Des monumens chrétiens les dômes surdorés,
Leurs flèches de granit, leurs vitraux diaprés,

S’en vont rouler parmi les immondes masures
Du noir quartier des juifs, sale tripot d’usures.
Une procession de chastes capucins
Veut sortir pour combattre avec des hymnes saints
La rage du fléau : le fléau sarcastique
Vous l’enlève et la pousse en un lieu peu mystique
Où des filles de joie et d’ignobles truands
Festinent, de débauche et d’ivresse béants.
D’abomination, d’horreur tout s’enveloppe :
En un mot, l’on dirait un kaléidoscope
Immense, monstrueux, que l’Exterminateur
Fait tourner dans sa main de mystificateur.

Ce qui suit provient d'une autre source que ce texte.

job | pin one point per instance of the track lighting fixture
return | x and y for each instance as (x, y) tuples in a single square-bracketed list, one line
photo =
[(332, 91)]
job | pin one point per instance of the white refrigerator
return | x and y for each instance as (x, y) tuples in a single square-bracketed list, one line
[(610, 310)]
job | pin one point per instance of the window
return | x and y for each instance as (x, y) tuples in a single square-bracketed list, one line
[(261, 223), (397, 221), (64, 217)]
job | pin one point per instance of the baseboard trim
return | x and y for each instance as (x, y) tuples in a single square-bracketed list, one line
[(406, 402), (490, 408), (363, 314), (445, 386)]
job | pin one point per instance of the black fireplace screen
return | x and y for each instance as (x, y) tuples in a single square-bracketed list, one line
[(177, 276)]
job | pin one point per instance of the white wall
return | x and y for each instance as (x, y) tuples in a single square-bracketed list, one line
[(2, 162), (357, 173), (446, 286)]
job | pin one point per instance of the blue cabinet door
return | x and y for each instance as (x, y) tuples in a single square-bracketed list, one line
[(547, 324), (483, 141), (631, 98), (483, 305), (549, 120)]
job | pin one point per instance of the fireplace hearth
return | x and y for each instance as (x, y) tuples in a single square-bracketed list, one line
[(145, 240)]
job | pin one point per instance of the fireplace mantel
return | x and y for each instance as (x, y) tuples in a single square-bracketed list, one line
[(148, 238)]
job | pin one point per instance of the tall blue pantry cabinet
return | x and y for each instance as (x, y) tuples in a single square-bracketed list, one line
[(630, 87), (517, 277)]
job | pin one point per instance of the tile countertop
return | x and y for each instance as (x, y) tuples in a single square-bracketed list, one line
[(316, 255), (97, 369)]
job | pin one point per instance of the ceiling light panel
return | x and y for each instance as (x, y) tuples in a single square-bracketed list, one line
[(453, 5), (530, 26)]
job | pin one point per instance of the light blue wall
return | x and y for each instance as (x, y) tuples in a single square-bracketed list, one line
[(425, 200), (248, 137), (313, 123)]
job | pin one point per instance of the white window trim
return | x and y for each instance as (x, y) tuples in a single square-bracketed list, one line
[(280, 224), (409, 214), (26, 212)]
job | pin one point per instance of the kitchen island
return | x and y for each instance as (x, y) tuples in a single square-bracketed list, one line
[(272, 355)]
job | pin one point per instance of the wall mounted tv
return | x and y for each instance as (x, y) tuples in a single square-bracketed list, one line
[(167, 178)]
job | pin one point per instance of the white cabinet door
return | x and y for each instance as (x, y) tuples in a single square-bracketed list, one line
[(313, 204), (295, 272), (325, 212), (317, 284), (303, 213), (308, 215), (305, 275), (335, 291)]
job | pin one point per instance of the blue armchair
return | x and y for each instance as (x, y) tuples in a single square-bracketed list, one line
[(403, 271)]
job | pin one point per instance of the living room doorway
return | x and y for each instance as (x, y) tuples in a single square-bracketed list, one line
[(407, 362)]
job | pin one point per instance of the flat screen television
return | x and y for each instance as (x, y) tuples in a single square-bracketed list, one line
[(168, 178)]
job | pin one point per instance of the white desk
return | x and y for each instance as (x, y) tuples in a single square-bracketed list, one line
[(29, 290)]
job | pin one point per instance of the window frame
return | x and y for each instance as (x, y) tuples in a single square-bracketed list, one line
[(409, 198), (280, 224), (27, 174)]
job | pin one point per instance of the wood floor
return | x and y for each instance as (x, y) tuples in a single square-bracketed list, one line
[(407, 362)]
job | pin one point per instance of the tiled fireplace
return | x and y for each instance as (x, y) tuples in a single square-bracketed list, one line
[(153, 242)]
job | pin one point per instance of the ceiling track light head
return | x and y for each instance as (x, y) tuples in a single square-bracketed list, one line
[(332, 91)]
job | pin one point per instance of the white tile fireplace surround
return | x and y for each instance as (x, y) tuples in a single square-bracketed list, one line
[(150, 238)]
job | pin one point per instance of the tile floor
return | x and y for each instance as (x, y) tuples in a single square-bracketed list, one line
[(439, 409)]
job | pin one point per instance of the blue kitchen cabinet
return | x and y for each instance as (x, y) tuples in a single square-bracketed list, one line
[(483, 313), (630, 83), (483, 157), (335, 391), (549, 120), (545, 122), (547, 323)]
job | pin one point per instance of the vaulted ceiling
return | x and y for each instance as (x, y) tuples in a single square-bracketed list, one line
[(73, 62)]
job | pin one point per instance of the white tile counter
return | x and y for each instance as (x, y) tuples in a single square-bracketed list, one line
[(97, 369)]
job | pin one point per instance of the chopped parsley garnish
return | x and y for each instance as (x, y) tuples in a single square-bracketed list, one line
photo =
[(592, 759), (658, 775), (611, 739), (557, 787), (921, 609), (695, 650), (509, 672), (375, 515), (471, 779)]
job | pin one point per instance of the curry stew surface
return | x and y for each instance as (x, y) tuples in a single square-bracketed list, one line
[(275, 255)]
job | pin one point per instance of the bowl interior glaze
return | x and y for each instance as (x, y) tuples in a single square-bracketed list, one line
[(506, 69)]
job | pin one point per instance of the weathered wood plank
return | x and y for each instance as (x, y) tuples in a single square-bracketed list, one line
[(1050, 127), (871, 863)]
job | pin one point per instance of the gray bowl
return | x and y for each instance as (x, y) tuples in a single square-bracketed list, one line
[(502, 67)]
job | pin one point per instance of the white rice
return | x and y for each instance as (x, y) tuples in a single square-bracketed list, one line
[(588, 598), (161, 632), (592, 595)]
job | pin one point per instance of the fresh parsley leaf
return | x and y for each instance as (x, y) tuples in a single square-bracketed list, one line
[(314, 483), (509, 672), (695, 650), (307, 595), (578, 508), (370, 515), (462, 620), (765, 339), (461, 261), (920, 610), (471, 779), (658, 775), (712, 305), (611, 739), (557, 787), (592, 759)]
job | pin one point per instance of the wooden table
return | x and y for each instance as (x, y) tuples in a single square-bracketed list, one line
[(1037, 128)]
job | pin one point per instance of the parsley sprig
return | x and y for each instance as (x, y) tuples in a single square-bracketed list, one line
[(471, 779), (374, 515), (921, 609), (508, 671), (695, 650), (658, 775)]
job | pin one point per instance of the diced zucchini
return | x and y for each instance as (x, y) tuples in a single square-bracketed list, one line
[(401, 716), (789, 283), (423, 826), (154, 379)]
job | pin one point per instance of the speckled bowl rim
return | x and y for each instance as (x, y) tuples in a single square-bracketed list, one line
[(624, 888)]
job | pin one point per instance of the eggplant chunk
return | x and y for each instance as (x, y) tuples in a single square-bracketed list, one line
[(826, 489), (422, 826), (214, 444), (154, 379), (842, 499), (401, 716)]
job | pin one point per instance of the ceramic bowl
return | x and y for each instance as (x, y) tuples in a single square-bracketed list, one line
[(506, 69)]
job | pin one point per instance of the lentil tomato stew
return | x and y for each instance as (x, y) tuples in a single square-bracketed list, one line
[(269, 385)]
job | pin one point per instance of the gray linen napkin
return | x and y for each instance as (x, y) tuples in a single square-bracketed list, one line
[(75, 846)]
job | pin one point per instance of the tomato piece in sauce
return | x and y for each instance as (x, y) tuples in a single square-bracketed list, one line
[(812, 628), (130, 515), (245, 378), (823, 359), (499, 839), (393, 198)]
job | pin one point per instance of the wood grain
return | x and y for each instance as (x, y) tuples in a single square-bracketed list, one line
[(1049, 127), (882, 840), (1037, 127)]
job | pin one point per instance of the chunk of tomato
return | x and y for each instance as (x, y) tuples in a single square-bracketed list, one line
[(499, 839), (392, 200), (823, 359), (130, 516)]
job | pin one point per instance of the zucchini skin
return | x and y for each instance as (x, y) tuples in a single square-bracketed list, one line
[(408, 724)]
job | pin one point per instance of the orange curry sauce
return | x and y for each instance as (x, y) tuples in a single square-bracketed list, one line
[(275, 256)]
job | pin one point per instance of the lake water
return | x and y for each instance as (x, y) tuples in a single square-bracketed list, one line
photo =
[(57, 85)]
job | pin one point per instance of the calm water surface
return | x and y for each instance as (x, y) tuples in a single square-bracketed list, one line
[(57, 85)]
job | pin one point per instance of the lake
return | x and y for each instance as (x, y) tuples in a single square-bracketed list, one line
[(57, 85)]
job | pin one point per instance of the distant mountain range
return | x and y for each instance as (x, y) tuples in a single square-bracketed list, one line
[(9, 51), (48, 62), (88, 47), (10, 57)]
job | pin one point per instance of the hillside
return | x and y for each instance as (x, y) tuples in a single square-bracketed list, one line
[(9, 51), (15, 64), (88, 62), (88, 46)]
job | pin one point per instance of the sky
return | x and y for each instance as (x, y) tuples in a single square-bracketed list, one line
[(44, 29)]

Eh bien, dans leurs discours c’était même anarchie !
— Les plus divins élans de morale énergie,
Les extases de gloire et d’immortalité,
Les vœux pour la patrie et pour la liberté,
Se noyaient, s’abîmaient dans le rire et le spasme
D’un scepticisme nu, tout lépré de sarcasme.

De beaux rêves d’amour qu’eût enviés Platon,
Trempaient leurs ailes d’ange au sordide limon
D’un cynisme plus laid, plus vil en ses huées,
Qu’un hôpital de fous et de prostituées !
Coq-à-l’âne, rébus, sornettes, calembourgs,
Comme une mascarade échappée aux faubourgs,
Se ruaient à travers les plus graves colloques,
Et vous les flagellaient de plates équivoques !
Enfin, c’était du siècle un fidèle reflet,
Un pandaemonium bien riche et bien complet !…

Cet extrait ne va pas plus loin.